In any case, if you have a concrete example to show us that will help the
thinking process.


>
>>
>>  3. The arguments against URI Fragments are very confusing, and I am not
>>> sure what is meant exactly.  e.g.
>>> "If the Target of the Annotation was a resource with a fragment URI,
>>> then it would not be possible to query for the Source's URI directly."
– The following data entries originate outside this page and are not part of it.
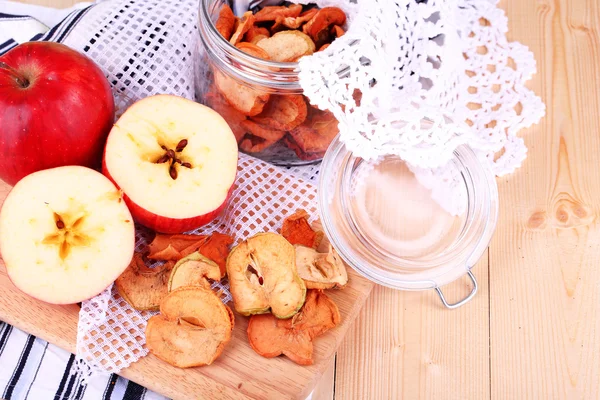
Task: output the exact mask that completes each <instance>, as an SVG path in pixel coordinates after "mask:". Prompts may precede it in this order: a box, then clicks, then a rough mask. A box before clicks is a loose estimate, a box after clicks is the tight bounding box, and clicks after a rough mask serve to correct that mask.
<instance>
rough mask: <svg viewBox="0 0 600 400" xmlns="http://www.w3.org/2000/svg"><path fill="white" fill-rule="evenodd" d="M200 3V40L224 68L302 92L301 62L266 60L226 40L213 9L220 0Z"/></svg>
mask: <svg viewBox="0 0 600 400" xmlns="http://www.w3.org/2000/svg"><path fill="white" fill-rule="evenodd" d="M199 3H200V4H199V8H200V10H199V12H198V32H199V36H200V40H201V41H202V43H203V44H204V49H205V50H206V52H207V53H208V54H209V56H211V58H212V60H213V61H214V62H215V63H216V64H217V65H218V66H219V68H220V69H222V70H225V71H227V72H228V73H229V74H231V75H233V76H236V77H238V78H241V79H242V80H244V81H248V82H251V83H252V84H258V85H261V86H264V87H266V88H271V89H273V90H281V89H285V90H292V91H299V92H301V91H302V88H301V86H300V83H299V79H298V74H299V69H298V62H279V61H270V60H264V59H262V58H258V57H255V56H253V55H251V54H248V53H245V52H243V51H242V50H240V49H238V48H237V47H235V46H234V45H232V44H231V43H230V42H229V41H228V40H225V38H224V37H223V36H222V35H221V34H220V33H219V31H217V28H216V26H215V24H214V22H213V20H212V18H211V13H210V10H209V8H210V6H211V5H214V4H215V3H216V0H200V2H199ZM231 61H234V62H231Z"/></svg>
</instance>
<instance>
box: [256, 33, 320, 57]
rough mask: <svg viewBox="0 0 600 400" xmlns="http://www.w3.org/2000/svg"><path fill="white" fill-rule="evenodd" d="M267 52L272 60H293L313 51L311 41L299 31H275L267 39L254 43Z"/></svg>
mask: <svg viewBox="0 0 600 400" xmlns="http://www.w3.org/2000/svg"><path fill="white" fill-rule="evenodd" d="M256 45H257V46H258V47H261V48H263V49H265V50H266V51H267V53H269V57H271V60H273V61H279V62H295V61H298V59H299V58H300V57H302V56H306V55H310V54H312V53H314V52H315V44H314V43H313V41H312V40H311V39H310V37H308V36H307V35H305V34H304V33H302V32H300V31H282V32H277V33H276V34H274V35H273V36H271V37H270V38H268V39H263V40H261V41H259V42H258V43H256Z"/></svg>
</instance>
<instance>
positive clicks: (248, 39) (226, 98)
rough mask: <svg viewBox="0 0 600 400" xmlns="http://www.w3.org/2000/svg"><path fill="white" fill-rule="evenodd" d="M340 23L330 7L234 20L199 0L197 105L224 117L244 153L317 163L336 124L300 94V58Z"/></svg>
mask: <svg viewBox="0 0 600 400" xmlns="http://www.w3.org/2000/svg"><path fill="white" fill-rule="evenodd" d="M345 24H346V15H345V14H344V12H343V11H342V10H340V9H339V8H336V7H325V8H321V9H320V8H317V7H315V6H314V5H308V6H303V5H300V4H289V5H282V6H267V7H264V8H261V9H256V10H251V11H247V12H245V13H244V14H243V15H242V16H241V17H238V16H236V15H234V13H233V11H232V9H231V8H230V7H229V5H228V4H227V2H226V1H224V0H201V1H200V10H199V40H198V43H197V46H196V54H195V60H196V65H195V82H196V95H197V97H198V101H200V102H202V103H204V104H206V105H208V106H209V107H211V108H213V109H214V110H216V111H217V112H218V113H220V114H221V115H222V116H223V117H224V118H225V119H226V120H227V122H228V123H229V125H230V126H231V129H232V130H233V132H234V133H235V135H236V138H237V141H238V146H239V148H240V150H241V151H243V152H245V153H248V154H251V155H253V156H255V157H258V158H261V159H263V160H265V161H267V162H270V163H273V164H276V165H283V166H291V165H302V164H310V163H314V162H317V161H319V160H321V159H322V158H323V156H324V154H325V151H326V150H327V148H328V147H329V144H330V143H331V141H332V140H333V139H334V138H335V136H336V135H337V134H338V122H337V120H336V119H335V117H334V116H333V114H332V113H331V112H329V111H327V110H320V109H318V108H317V107H315V106H313V105H311V104H310V101H309V100H308V98H306V97H305V96H304V95H303V91H302V88H301V86H300V84H299V81H298V60H299V59H300V58H301V57H304V56H307V55H311V54H313V53H314V52H317V51H322V50H323V49H325V48H327V46H329V45H330V44H331V43H332V42H333V41H334V40H335V39H336V38H338V37H340V36H341V35H343V34H344V32H345V30H344V29H345Z"/></svg>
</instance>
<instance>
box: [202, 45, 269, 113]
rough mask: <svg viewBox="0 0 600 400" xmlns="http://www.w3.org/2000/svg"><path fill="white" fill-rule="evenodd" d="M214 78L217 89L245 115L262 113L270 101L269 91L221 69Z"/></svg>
mask: <svg viewBox="0 0 600 400" xmlns="http://www.w3.org/2000/svg"><path fill="white" fill-rule="evenodd" d="M265 40H266V39H265ZM261 42H262V41H261ZM214 78H215V85H216V86H217V89H218V90H219V92H220V93H221V94H222V95H223V97H225V99H226V100H227V102H228V103H229V104H231V105H232V106H233V107H234V108H235V109H236V110H238V111H239V112H241V113H242V114H244V115H247V116H254V115H257V114H260V112H261V111H262V110H263V108H264V106H265V104H266V103H267V101H269V94H268V93H266V92H264V91H261V90H258V89H254V88H251V87H250V86H247V85H244V84H242V83H239V82H237V81H236V80H234V79H233V78H231V77H229V76H226V75H225V74H223V73H222V72H220V71H217V70H215V71H214Z"/></svg>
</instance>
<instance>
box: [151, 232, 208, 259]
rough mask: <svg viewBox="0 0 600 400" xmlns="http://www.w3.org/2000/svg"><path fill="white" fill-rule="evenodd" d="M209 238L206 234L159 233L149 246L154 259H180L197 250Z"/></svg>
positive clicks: (153, 258) (192, 252)
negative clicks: (198, 234) (179, 234)
mask: <svg viewBox="0 0 600 400" xmlns="http://www.w3.org/2000/svg"><path fill="white" fill-rule="evenodd" d="M206 239H207V236H206V235H185V234H181V235H165V234H162V233H157V234H156V236H155V237H154V240H152V242H151V243H150V245H149V246H148V249H149V250H150V254H148V258H150V259H152V260H163V261H178V260H179V259H181V258H183V257H185V256H187V255H189V254H191V253H193V252H195V251H197V250H198V249H199V248H200V245H201V244H202V243H204V242H205V241H206Z"/></svg>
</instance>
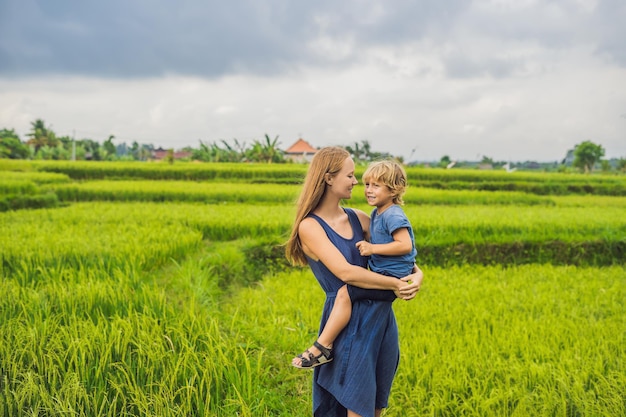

>>> Technically, URI's are not queried, instead URL's are retrieved. With a
>>> URL containing a hash-fragment, the client would strip the #-part and
>>> retrieve the whole content of the resource and then select the respective
>>> fragment addressed by the fragment identifier. That is quite a  "direct"
>>> action in my opinion.
>>>
>> Yes, a good point, I'll try to make this more explicit.  The query use
>> case is that in SPARQL or other similar graph query languages, URIs
>> are treated as completely opaque.  You can't search for the base URL,
>> only the complete one.
>>
>> So, imagine a service that allows you to search for annotations on
>> particular resources.  You would not be able to construct all of the
>> possible URIs with fragments to search for, you would want to just
>> search with the base URL.  And thus to make this easier, we don't want
>> to promote targeting URIs with fragments.
>>
>
> Querying with SPARQL  is more or less the only use case, where URIs using
> fragments are not ideal. I wonder why you would not recommend them,
> however. They are useful for many other use cases. Is SPARQL the main
> reason for the open annotation movement?
>

Sebastian, 'NOT RECOMMENDED' means  "that there may exist valid reasons in
particular circumstances when the particular behavior is acceptable or even
useful, but the full implications should be understood and the case
carefully weighed before implementing any behavior described with this
label". The implications are that the URI fragments are not covering all
the known use cases - in fact we need additional methods to identify
fragments - and that SPARQL will not do the job. In our experience, and
with the interoperability goal in mind,  those are two good reasons and we
feel it is right to warn the users in that regard.